As soon as you enter Granada you will have to say "wow, I could stay here a week". Granada is a very colorful and charming city. The fact is that Granada is "THE MUST" of Nicaragua, truly a colonial jewel founded in 1524 by the Spanish conquistador Francisco Hernandez de Cordoba, today is the oldest colonial city in the continent of America, not including the Caribbean.
We will talk about the different architecture of Granada, the colonial which is the way the Spanish built their houses when they settled in and made Granada a city; adobe walls (clay, straw and egg whites), wooden pillars, burnt red tiles on the roofs, classy corridors with a central garden and a fountain that opens up to the sky, and humongous doors for the entry of horses which help us to remember that we didn't always have gas run cars to get from one point to the other. Granada in its days was a very important city being the other important city Leon. You can take a carriage ride if you like; the horses have been there since the colonization era to get around and only the predominant figures where able to own one.
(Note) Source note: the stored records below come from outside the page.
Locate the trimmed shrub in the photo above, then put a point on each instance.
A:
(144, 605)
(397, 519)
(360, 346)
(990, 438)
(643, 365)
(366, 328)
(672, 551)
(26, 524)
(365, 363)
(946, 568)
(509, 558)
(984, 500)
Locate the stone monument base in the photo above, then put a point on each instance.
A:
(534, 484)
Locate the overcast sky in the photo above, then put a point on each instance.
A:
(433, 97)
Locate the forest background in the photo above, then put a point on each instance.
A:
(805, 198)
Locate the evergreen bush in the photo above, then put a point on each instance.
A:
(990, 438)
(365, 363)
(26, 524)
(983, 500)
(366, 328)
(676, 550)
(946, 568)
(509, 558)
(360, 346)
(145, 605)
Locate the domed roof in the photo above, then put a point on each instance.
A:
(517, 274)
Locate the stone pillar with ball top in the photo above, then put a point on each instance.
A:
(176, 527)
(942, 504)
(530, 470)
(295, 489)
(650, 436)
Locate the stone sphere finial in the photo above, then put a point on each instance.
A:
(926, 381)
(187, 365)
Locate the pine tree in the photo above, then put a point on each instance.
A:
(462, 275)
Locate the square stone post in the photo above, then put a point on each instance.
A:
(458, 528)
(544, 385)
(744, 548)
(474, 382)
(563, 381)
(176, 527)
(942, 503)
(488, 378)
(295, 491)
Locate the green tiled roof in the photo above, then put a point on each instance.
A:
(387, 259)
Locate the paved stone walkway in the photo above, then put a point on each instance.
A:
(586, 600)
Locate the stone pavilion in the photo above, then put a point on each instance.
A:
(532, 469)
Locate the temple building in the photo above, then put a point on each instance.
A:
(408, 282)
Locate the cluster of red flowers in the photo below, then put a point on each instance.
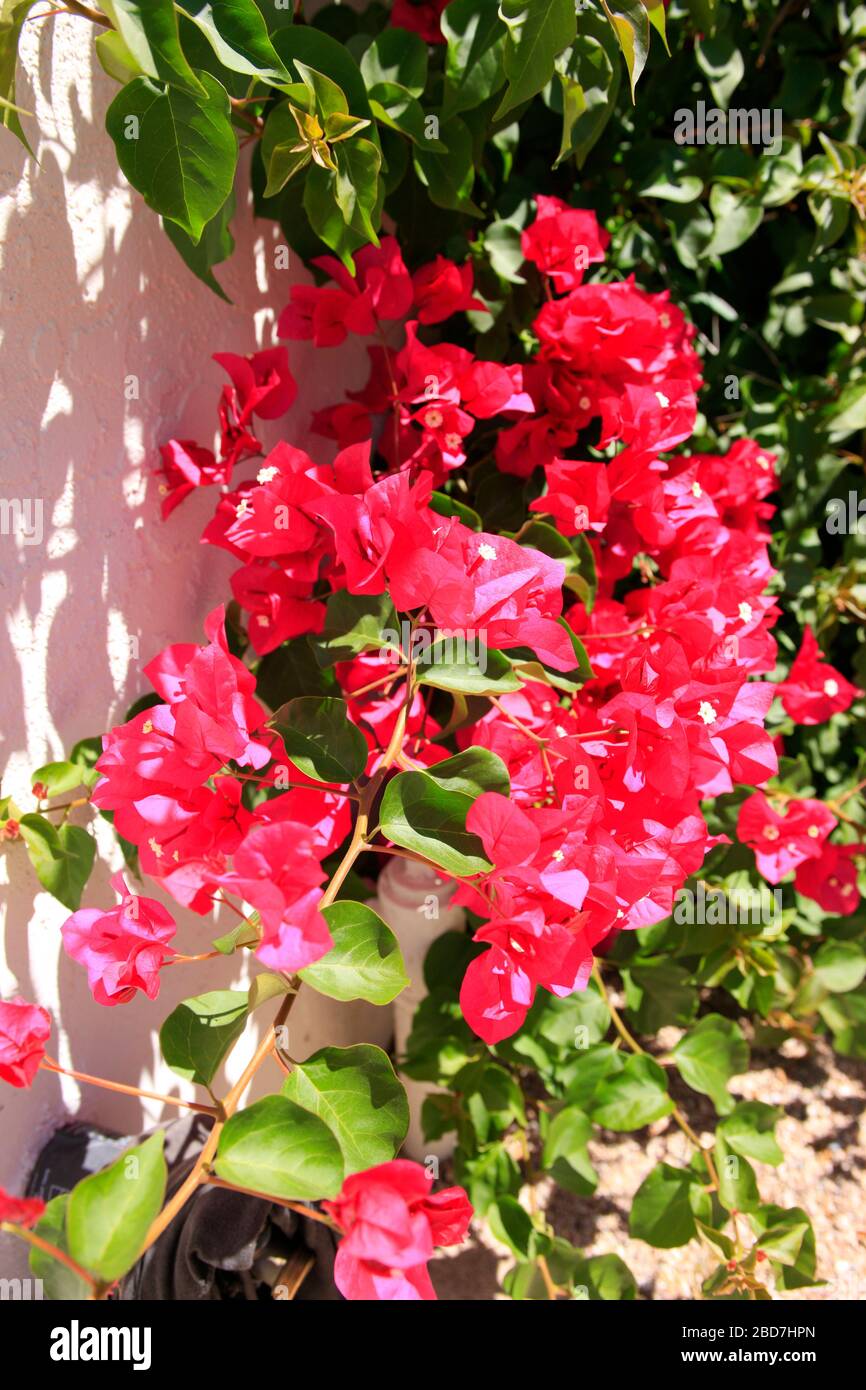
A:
(603, 824)
(173, 777)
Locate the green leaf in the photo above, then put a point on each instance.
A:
(565, 1154)
(538, 31)
(709, 1054)
(57, 777)
(114, 57)
(63, 856)
(149, 28)
(325, 217)
(59, 1282)
(737, 217)
(848, 414)
(603, 1278)
(473, 772)
(243, 934)
(449, 178)
(320, 738)
(456, 663)
(214, 246)
(357, 185)
(355, 1091)
(398, 109)
(590, 78)
(634, 1097)
(840, 965)
(417, 813)
(238, 35)
(474, 54)
(786, 1235)
(280, 1148)
(660, 1212)
(513, 1226)
(11, 24)
(530, 667)
(196, 1037)
(364, 961)
(356, 623)
(110, 1212)
(722, 63)
(749, 1130)
(737, 1182)
(305, 45)
(180, 153)
(396, 56)
(267, 986)
(630, 22)
(660, 993)
(328, 97)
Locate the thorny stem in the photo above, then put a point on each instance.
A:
(32, 1239)
(200, 1171)
(552, 1290)
(50, 1065)
(635, 1047)
(86, 13)
(280, 1201)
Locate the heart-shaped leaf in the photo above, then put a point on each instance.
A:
(320, 738)
(364, 961)
(280, 1148)
(110, 1214)
(356, 1093)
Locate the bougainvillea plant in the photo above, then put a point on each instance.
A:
(530, 617)
(544, 712)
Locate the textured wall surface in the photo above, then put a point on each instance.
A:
(91, 293)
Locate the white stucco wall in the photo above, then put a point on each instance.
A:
(91, 292)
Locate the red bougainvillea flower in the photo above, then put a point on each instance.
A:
(123, 950)
(420, 17)
(563, 242)
(442, 288)
(380, 289)
(263, 382)
(24, 1032)
(815, 691)
(277, 870)
(20, 1211)
(783, 841)
(391, 1223)
(831, 880)
(185, 467)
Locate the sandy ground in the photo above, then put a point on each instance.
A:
(823, 1136)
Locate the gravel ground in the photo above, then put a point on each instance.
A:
(822, 1134)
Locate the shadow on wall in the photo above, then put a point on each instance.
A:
(104, 352)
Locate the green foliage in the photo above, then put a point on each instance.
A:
(109, 1214)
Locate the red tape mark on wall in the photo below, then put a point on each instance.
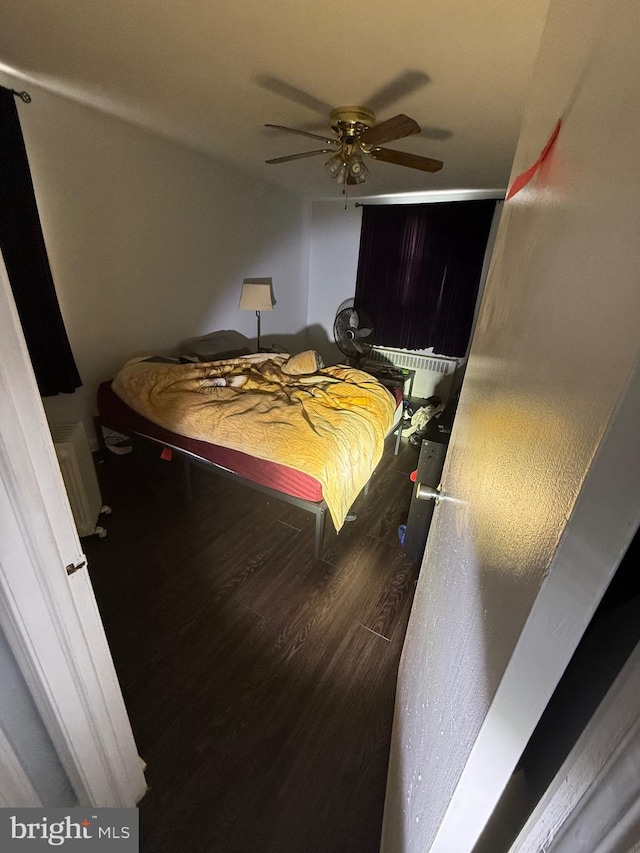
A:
(523, 179)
Granada was sacked on numerous times by pirates, suffered from civil wars and burned down by William Walker a filibuster, today it is rich of history and beautiful Spanish architecture. Although the original architecture has been altered into more of a neo classical and baroque influence, Granada still contains the characteristic quality of the 1800s, with beautiful churches, coble stone streets and great international food.
On this day we will visit Fort la Polvora, a small gun powder fort that was built in the 1700s to protect its city from pirate attacks, wonder around beholding the many churches, the central park, the Cathedral, plaza of independence, San Francisco Convent museum and later take a ride on a boat that will lead us through some of the 365 small islands of volcanic origin in which the near by volcano Mombacho erupted no less then a million years ago and now are summer homes to a lot of wealthy people and humble fisher men.